Tech standards like the model context protocol (MCP) allow LLM agents to trawl through sites and browse products – but they are commercially blind, the research explained, and can’t enforce retailers’ inventory limits, profit margins, or sponsored ad modifiers.

James Taylor, chief executive and founder of Particular Audience, said: “For advertisers, AI offers improved efficiency and validated ROAS through predictive targeting and automated campaign management.

“For retailers, the prize is higher-margin yield and monetisation potential, while customers benefit from greater relevance and utility.”

To protect themselves and their profit margins, retailers must develop an AI decisioning layer within its architecture – built or bought – to ensure it is in control of its own monetisation, margin, and management.

“As LLM providers gain influence over how products are surfaced and ranked, the strategic question is: who controls the decisioning layer in commerce?” added Taylor.

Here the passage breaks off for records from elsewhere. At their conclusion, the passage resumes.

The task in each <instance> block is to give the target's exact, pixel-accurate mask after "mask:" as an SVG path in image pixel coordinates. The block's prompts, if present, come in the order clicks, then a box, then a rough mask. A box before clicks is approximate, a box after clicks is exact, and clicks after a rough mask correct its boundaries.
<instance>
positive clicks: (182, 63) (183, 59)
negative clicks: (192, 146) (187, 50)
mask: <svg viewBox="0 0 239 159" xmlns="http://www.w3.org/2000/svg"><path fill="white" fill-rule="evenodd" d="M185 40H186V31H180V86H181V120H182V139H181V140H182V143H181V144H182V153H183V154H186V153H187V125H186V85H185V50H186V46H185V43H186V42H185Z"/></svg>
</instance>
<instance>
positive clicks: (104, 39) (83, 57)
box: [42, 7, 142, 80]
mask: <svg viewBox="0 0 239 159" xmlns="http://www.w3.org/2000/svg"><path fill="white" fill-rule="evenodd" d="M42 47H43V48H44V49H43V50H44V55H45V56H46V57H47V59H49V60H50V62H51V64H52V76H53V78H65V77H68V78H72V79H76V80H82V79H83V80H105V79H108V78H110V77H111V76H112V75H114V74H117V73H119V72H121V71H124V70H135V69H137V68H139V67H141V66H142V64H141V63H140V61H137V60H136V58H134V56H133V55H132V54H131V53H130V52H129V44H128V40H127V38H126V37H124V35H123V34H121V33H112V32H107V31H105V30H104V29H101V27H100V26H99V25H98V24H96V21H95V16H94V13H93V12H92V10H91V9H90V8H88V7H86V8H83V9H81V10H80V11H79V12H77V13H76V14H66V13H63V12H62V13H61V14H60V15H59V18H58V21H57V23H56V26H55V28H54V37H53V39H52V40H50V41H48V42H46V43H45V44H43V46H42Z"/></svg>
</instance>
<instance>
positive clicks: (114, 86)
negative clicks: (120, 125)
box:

“Retailers that own or meaningfully influence this layer retain commercial control of their monetisation surface. Those that cede it – by exposing catalogues directly to third-party LLMs without an intervening decisioning layer – risk becoming inventory in someone else’s auction.”

Agentic commerce is a fast growing industry. Global consulting firm Bain & Company has forecast the US market alone could be worth between $300-500bn by 2030, representing 15-25% of total e-commerce sales.

By the end of the decade, research from Morgan and Stanley suggests almost half of all online shoppers will use AI agents by 2030 adding adding $115bn into the US economy. It also found the speed of the adoption by consumers means retailers must act now to protect themselves.